Direct-to-consumer (DTC) genetic testing is rapidly evolving as a product and a technology, and the role of the corporate genetic genealogist is transforming alongside. From identifying unknown parents and researching for television programmes, to marketing, PR, education, and academia, the career of the corporate genetic genealogist is diverse and exciting. We will discuss the range of opportunities available to DNA specialists at major DTC genetic testing companies, and the interesting and complex challenges that arise when presenting cutting-edge science to a mainstream audience.

TV programmes like DNA Journey, DNA Family Secrets, Long Lost Family, and Stranger in My Family show the potential of genetic genealogy to connect people with their ancestors and their identity. Behind the scenes, there can be tension between finding engaging stories and accurately representing the science.
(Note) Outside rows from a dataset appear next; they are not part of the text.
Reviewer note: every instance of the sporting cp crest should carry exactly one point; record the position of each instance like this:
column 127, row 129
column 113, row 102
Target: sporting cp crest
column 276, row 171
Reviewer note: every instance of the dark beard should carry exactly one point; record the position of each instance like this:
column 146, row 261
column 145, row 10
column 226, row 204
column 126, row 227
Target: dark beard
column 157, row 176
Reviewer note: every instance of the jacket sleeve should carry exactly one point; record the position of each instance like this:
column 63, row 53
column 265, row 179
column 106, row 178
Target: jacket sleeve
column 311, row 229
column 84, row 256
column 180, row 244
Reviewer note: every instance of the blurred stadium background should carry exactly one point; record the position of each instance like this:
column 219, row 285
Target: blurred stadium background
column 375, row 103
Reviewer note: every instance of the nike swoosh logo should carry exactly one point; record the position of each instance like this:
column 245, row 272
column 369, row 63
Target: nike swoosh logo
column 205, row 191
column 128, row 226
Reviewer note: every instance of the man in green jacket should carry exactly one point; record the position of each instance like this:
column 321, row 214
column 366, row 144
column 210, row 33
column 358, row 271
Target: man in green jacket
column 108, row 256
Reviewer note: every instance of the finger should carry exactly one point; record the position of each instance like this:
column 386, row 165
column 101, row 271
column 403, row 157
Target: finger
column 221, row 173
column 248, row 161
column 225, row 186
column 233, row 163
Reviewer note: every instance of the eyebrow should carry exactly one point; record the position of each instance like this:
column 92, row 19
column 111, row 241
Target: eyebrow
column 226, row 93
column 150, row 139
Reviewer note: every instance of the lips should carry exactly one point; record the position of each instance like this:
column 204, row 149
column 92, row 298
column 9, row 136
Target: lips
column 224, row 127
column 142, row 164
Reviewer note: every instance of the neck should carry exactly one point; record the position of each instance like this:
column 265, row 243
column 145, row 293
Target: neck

As the technology improves, we see a greater need for educated genetic genealogists in marketing and PR to prevent misinformation and misunderstanding of the science and the product. We need to provide people with comprehensive information about the scope and applications of consumer DNA testing without alienating those who are uninterested in technical details. When appearing as a spokesperson on television or radio, all this must be achieved in under two minutes.

Genetic genealogy is also developing as an academic field, and a corporate career must be balanced with continuous academic development if we want to remain at the cutting-edge of this fascinating specialism.

This presentation will be of interest to anyone considering a career in genetic genealogy or people curious about the experience of working in the largest direct-to-consumer genetic testing company in the world.

Biography

Laura House is a spokesperson for AncestryDNA and is the primary genetic genealogist on AncestryProGenealogist’s UK team. She has an MSc. degree in Genealogical, Palaeographic and Heraldic Studies from the University of Strathclyde. Her specialisms are genetic genealogy and unknown parentage, and she has written articles and delivered talks on DNA testing for genealogy. She has appeared on BBC Three’s Stranger in My Family (2023), SBS’s Every Family Has a Secret, and ITV’s The Queen and Her Cousins with Alexander Armstrong (2021). She has worked on Who Do You Think You Are?, DNA Journey, and Coronation Street’s DNA Secrets, and speaks about her work on television and radio.

Previous conferences and events include: the RQG Conference, RootsTech, Family Tree Live, the International Congress of Genealogical and Heraldic Sciences, Really Useful Show, The Future of Genealogy: Young Genealogists at the Helm (representing Ancestry), AmaWaterways’s Heritage on the River (representing Ancestry), and DNA Day at Ancestry.